他是奧格斯的前老板,也是和秘密教團有著千絲萬縷關系的幕后之人,根據隗辛這一周調查到的情報,他極有可能就是秘密教團聯邦行政中心區域的總話事人。
因為隗辛順著當初宗教博物館的線索向下查,發現海登和博物館館長有著資金往來。查出這些轉賬記錄的一瞬間,隗辛發自內心地開始感謝沒有隱私的數據時代,不然她還要像無頭蒼蠅似的找好久。
“克拉倫斯會出意外死去嗎?”亞當說。
“克拉倫斯只是哈里曼家族的代表,他這樣發,說明整個哈里曼家族贊成搬遷,只除掉他是沒有用的,得除掉整個哈里曼家族才行。”隗辛說,“而且你發現了嗎?也有其他家族贊成搬遷計劃,很多人都是惜命的,為了錢不要命,或者因為錢看不清形勢的人才是真的不智。”
“可是理智的人能有多少?”亞當感嘆。
“半個小時后的投票就能見分曉了。”隗辛說,“我們得慶幸海登只是個政務部部長,雖然在聯邦中擁有不低的權力,但還是要聽財閥的。他是個大禍害,可惜,我們不能除掉他。”
殺人對于隗辛來說輕而易舉,不難做到,難的是釣魚。
海登是個大魚,他身后還跟了無數的小魚,隗辛需要借海登掌控秘密教團的人員分布,還要借他搞明白秘密教團在這場兩個世界的大危機中扮演了什么角色,進而找到更好的與神對抗的方法。
方法永遠是有的,但是方法也許可以用更好的方法替代。
“海登這條魚是我們可以控制和監視的,殺了他,還會有和他一樣大的魚冒出來,而下一條魚我們不一定能完美地控制住。”隗辛思索說,“你覺得海登為什么不愿意搬遷?”
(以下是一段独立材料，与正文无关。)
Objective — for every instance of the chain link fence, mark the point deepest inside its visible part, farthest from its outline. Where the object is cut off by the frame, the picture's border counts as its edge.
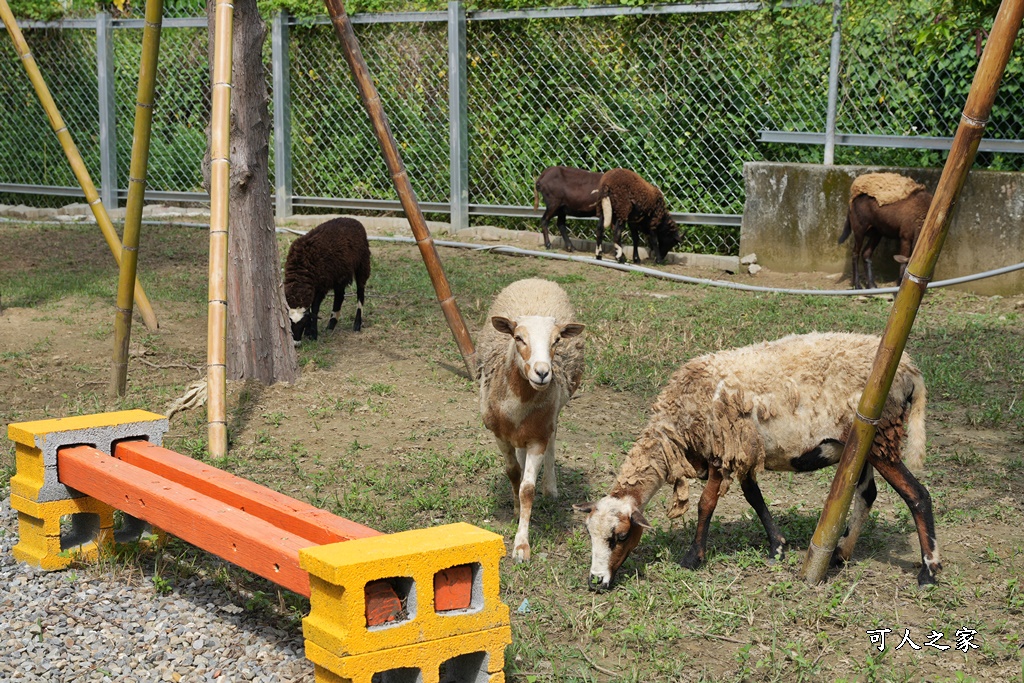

“因為我們腳下的地下暗河沉睡著神的子嗣之一?如果他也跟著行政中心搬遷,教團在這個城市中根植的勢力就會消失,他需要在新的城市繼續培養教團的勢力,這對于他來說成本過大了。”亞當說,“這是最合理的猜測了……我們還需要對他保持嚴密的監控和觀察才行。”
“嗯。”隗辛伸了個懶腰,“我之前看電影,有個皇帝劉協被臣子脅迫,哭訴自己沒有自由,廁所才是他的皇位,意思是只有上廁所的時候才是不被監視的……我看我現在就像那個皇帝,馬桶才是我這個演員總統的自由之地。”
“你有沒有考慮過,這廁所里面也是有監控的呢?”亞當說。
“我查過好幾遍了,隱形屏蔽裝置也開了。”隗辛無語凝噎。
亞當說:“開個玩笑而已,隗辛。”它補充,“你該回去開會了。”
“好吧。”隗辛唉聲嘆氣地把領帶正好,西裝扣子扣好。
她對著鏡子擺了一個嚴肅的表情,龍
行虎步地出了衛生間,拐進會議室,老老實實坐好,當安靜如雞的小學生。
她用數據操控對亞當說:“我不想裝孫子了。”
“我猜你也不想。”亞當揶揄地說。
“今天會議室里的勢力代表人,我要從中挑一個幸運兒,把他當成突破口……”隗辛會議桌下的手輕輕敲了兩下,“讓他的勢力變成我的勢力。”
安家雖然沒落了,但話語權還有些的,有安元勛的記憶在,控制這個家族其實不是件難事。因此隗辛的目標不在安家,安家已經是她的囊中之物了。
她的目標是哈里曼家族。
不僅是因為凱莉?哈里曼和她結下了大梁子,還是因為這個家族在聯邦中有著數一數二的話語權,控制它就相當于間接控制聯邦。
時間到了,會議重新開始。
環形會議桌上藍色光束投下,西裝革履的人們正襟危坐。
隗辛掃視他們所有人,對亞當說:“我之前說過,聯邦是個龐然大物,數不清的部門,數不清的地方機構,還有攀附在它身上生存的大大小小的家族和財團……要推翻它,我們至少需要努力五年十年,甚至更久……這個時間和一生相比不怎么長,但也足夠長了。”
“不過,在聯邦徹底變成腐爛的骸骨之前,我要先做這里的――無冕之王。”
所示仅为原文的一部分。